The report below from the Asian markets today (June 13, 2011) portend week number seven for losses. “Sell and May and stay away” was definitely the correct course of action this year.
Asian stocks dropped, extending the regional benchmark index’s longest streak of weekly losses since October 2008, amid concern the global economy is slowing.
Toyota Motor Corp., the world’s biggest carmaker by revenue, declined 2.6 percent after forecasting a decline in profit. Ricoh Co., a maker of office equipment, fell 1.2 percent after Japan’s machinery orders fell in April, missing economist forecasts for a gain. In Taipei, HTC Corp., a maker of smartphones using operating systems from Google Inc. and Microsoft Corp., dropped 6 percent after UBS AG said the company cut around 1 million units of orders across different models. Taiwan Semiconductor Manufacturing Co. fell 1.6 percent after reporting sales fell in May from a month earlier.

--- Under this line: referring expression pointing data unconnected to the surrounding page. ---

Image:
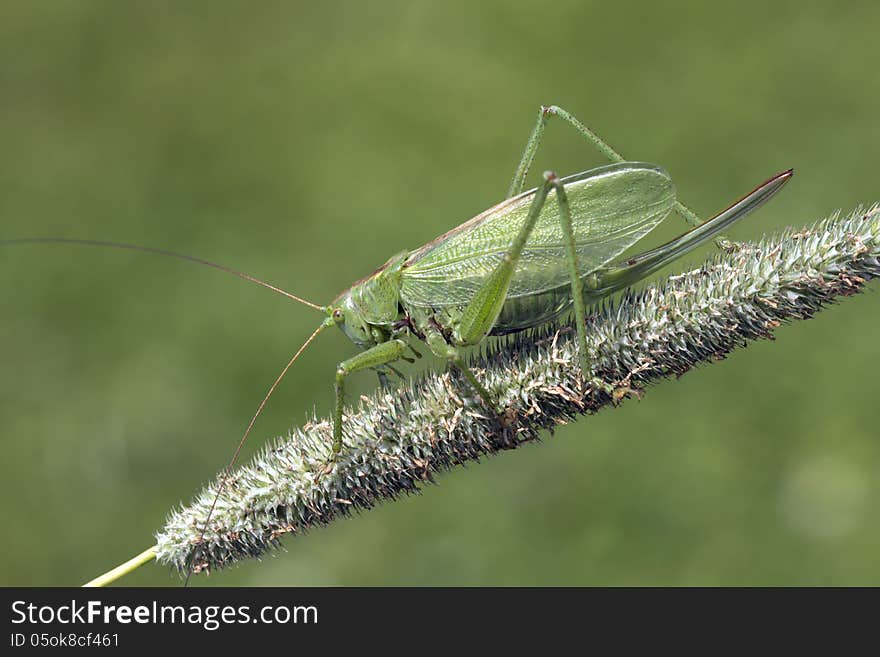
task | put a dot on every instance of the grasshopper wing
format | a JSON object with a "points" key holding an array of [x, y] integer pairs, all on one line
{"points": [[612, 208]]}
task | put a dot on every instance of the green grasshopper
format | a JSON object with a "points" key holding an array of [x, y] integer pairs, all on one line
{"points": [[520, 264], [530, 259]]}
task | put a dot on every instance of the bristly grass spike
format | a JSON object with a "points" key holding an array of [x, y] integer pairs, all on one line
{"points": [[522, 263]]}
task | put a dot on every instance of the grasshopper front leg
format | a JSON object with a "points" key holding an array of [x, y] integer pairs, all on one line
{"points": [[376, 356]]}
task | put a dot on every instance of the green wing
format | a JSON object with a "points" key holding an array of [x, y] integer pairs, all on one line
{"points": [[612, 208]]}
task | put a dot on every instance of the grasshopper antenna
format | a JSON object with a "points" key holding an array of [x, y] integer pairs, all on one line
{"points": [[228, 470], [153, 250]]}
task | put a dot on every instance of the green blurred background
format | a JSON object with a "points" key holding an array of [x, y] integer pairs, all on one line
{"points": [[307, 142]]}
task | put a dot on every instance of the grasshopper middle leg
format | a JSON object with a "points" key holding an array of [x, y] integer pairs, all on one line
{"points": [[483, 310]]}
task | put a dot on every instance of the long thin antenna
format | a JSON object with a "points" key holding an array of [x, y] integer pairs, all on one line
{"points": [[228, 470], [150, 249]]}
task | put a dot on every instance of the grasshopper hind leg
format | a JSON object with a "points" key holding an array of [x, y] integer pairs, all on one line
{"points": [[534, 143]]}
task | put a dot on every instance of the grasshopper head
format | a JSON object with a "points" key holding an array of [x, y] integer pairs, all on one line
{"points": [[345, 314]]}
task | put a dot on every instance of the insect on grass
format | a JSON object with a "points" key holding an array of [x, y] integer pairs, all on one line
{"points": [[521, 264]]}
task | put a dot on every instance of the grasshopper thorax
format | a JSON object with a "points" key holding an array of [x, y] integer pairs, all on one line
{"points": [[366, 311]]}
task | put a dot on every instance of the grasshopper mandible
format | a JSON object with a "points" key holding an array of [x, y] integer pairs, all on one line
{"points": [[535, 256]]}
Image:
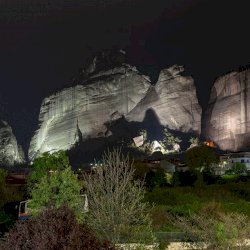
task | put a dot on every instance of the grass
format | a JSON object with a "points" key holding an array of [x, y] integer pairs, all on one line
{"points": [[183, 201]]}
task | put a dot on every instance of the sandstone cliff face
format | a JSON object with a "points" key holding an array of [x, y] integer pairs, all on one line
{"points": [[103, 95], [173, 99], [10, 152], [227, 119]]}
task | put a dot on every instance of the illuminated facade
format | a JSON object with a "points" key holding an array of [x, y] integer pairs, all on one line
{"points": [[227, 119]]}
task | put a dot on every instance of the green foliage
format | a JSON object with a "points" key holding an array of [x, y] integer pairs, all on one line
{"points": [[194, 141], [200, 158], [239, 168], [3, 188], [56, 189], [158, 178], [53, 229], [117, 211], [46, 163], [144, 133], [169, 140], [141, 170]]}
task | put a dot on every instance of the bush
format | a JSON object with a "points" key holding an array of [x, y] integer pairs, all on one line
{"points": [[53, 229]]}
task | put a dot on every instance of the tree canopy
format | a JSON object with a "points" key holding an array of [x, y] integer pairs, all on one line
{"points": [[200, 158], [117, 211]]}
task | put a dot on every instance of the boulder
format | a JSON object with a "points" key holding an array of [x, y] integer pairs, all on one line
{"points": [[107, 90], [10, 152], [227, 118]]}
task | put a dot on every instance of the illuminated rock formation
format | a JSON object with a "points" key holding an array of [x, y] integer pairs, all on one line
{"points": [[173, 100], [107, 90], [227, 119], [10, 152]]}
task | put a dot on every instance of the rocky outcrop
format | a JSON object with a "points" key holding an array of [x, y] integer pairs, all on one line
{"points": [[173, 100], [107, 90], [227, 119], [10, 152]]}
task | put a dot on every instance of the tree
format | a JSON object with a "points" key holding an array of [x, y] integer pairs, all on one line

“Downward pressure on stocks is building — make no mistake about it,” said Hideo Arimura, who helps oversee about $2.2 billion at Mizuho Asset Management Co. in Tokyo. “The consensus is bearish. There’s no good news coming out.”
The MSCI Asia Pacific Index fell 1.1 percent 130.68 as of 1:33 p.m. in Tokyo, extending last week’s 1.4 percent decline. About four stocks fell for every two that rose in the gauge. The measure has lost about $461 billion in market capitalization since this year’s peak on May 2, amid disappointing economic data, capped by a jobs report that showed U.S. companies hired fewer workers than estimated.